Chief of the Defence Force, Air Chief Marshal (ACM) Angus Houston, said the soldier was killed early yesterday evening, Australian time.

"Taliban insurgents engaged an Afghan forward operating base with rockets. An Australian element was deployed at the base during this attack. 

"As a result of this indirect fire it is with regret that I inform you that an Australian soldier has been killed. No other Australian soldiers, or other coalition nationals, were wounded in this attack.

"The soldier was killed instantly when a rocket exploded in the compound," ACM Houston said.

Defence has notified the immediate family of the soldier involved and is providing assistance to them during this very difficult time. 

ACM Houston extended his condolences to the family. "To the family I want to convey that I am terribly sorry for their loss. Though I can bring them no comfort at this time, I do want them to know they are in the thoughts and prayers of a grateful nation. I will ensure they are provided with caring support as they endure their devastating loss.

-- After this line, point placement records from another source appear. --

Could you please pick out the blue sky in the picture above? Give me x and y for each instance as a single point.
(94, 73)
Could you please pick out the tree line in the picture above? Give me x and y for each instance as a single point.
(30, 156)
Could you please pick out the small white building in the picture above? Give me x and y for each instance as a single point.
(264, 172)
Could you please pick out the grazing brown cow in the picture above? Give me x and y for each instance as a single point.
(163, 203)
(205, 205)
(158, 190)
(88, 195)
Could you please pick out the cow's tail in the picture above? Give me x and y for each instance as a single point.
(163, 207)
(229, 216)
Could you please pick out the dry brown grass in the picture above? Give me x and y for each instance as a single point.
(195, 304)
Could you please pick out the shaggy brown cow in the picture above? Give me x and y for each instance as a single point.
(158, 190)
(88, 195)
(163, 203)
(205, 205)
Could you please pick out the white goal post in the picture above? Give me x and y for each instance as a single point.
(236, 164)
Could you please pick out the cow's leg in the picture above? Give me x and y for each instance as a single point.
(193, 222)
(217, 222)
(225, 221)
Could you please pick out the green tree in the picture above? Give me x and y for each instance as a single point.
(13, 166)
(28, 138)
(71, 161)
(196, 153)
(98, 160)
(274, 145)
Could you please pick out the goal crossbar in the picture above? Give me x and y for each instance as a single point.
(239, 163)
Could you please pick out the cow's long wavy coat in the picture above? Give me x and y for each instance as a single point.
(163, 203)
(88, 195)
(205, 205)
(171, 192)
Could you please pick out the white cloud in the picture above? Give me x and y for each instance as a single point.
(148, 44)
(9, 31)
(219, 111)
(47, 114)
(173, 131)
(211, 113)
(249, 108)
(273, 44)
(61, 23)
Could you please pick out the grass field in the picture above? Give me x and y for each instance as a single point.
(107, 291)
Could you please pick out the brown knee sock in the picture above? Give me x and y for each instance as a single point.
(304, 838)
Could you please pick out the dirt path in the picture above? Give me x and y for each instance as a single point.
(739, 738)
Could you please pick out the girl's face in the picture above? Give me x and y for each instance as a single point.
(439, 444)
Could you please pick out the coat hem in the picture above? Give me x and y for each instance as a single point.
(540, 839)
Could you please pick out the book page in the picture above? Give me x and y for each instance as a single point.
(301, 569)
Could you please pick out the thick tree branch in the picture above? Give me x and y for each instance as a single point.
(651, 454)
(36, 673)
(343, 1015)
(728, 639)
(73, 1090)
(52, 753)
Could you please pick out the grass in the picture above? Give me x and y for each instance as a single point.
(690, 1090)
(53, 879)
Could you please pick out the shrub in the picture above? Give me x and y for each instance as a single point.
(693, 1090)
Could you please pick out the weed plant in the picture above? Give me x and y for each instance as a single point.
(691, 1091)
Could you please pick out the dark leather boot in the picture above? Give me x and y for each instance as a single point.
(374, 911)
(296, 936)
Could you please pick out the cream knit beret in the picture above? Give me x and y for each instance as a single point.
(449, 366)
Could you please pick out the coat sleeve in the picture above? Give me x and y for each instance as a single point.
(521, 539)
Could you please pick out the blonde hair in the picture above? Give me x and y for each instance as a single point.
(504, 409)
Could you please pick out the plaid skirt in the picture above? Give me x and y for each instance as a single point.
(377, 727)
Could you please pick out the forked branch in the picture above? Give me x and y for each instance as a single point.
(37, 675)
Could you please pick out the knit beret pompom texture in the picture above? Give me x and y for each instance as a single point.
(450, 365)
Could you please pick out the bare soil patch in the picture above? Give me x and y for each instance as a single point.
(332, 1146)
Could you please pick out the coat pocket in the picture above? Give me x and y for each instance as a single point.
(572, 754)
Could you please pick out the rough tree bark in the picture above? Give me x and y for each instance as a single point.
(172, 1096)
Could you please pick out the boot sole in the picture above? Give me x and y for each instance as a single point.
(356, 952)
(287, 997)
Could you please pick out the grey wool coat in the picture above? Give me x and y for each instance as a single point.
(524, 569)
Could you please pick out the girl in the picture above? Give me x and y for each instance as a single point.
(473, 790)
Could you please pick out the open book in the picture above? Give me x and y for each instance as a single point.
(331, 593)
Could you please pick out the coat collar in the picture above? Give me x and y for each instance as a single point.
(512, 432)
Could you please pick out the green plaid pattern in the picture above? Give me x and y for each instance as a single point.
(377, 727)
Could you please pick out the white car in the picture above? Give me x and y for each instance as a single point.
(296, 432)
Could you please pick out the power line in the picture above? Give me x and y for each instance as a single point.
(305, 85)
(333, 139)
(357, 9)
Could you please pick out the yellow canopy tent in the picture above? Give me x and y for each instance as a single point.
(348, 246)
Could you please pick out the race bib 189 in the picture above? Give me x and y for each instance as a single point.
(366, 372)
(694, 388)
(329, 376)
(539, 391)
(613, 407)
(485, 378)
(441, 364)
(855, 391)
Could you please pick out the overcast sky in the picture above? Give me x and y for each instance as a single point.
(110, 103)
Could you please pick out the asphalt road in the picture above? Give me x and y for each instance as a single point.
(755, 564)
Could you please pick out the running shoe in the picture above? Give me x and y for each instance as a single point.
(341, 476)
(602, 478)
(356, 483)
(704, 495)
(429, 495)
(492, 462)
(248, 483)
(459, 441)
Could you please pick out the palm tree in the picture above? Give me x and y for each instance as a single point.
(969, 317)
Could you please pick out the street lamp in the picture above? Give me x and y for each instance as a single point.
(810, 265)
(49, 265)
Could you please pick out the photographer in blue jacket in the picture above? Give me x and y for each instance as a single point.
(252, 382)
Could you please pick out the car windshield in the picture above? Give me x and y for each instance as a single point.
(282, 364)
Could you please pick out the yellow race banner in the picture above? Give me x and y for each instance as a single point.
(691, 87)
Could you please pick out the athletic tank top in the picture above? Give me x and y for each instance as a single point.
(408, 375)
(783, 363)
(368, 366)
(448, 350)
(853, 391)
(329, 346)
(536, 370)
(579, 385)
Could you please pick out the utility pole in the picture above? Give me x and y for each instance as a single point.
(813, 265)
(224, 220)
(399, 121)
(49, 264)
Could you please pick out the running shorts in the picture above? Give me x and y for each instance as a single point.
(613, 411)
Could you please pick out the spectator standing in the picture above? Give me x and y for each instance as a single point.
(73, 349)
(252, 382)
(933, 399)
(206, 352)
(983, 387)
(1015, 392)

"Despite the tragic loss of this soldier, our operations will continue and we will not be deterred, nor our resolve lessened, from taking the fight to the Taliban," ACM Houston said.

Media Note:
At the request of the soldier"s family the ADF will not release his personal details at this time.

As operations are ongoing, Defence will not provide further detail on this incident at this time as it could jeopardise the safety of those who remain in the field. 
------------------------------

RIP Digger.

OWDU


----------



## CougarKing (6 Jan 2009)

RIP Digger. And my condolences to the family and comrades of the fallen.


----------



## tomahawk6 (9 Jan 2009)

Pte Sher's repatriation ceremony. 







Dignitaries in attendance at the ramp ceremony for Private Gregory Sher, were (L to R) the Hon. Joel Fitzgibbon MP, Minister for Defence; Special Operations Commander Australia, Major General Tim McOwan; Commanding Officer 1st Commando Regiment; Acting Chief of the Defence Force, Lieutenant General David Hurley; Chief of Army, Lieutenant General Ken Gillespie and the Hon. Bob Baldwin MP, Shadow Minister for Defence Science and Personnel (representing the Shadow Minister for Defence) www.defence.gov.au Hires






Commanding Officer 1st Commando Regiment places Private Gregory Sher's medals on his casket, during the ramp ceremony held at Tullamarine Airport, Melbourne.


----------



## 1feral1 (9 Jan 2009)

It should be noted that 1 Cdo is a AGR (Active General Reserve) Unit.

Regards,

Wes


----------



## Old Sweat (9 Jan 2009)

Wes,

I recognize the US Bronze Star the CO is wearing at the end of his medals. What are the others?


----------



## Raven22 (16 Jan 2009)

The CO has got a Distinguished Service Cross, an Australian Active Service Medal, Afghanistan Campaign Medal, Australian Service Medal, Defence Long Service Medal and Australian Defence Medal (Plus the Bronze Star).

Also interesting to note that all four uniformed gents in the first row have Distinguished Service Crosses. Clearly not men to mess with.


----------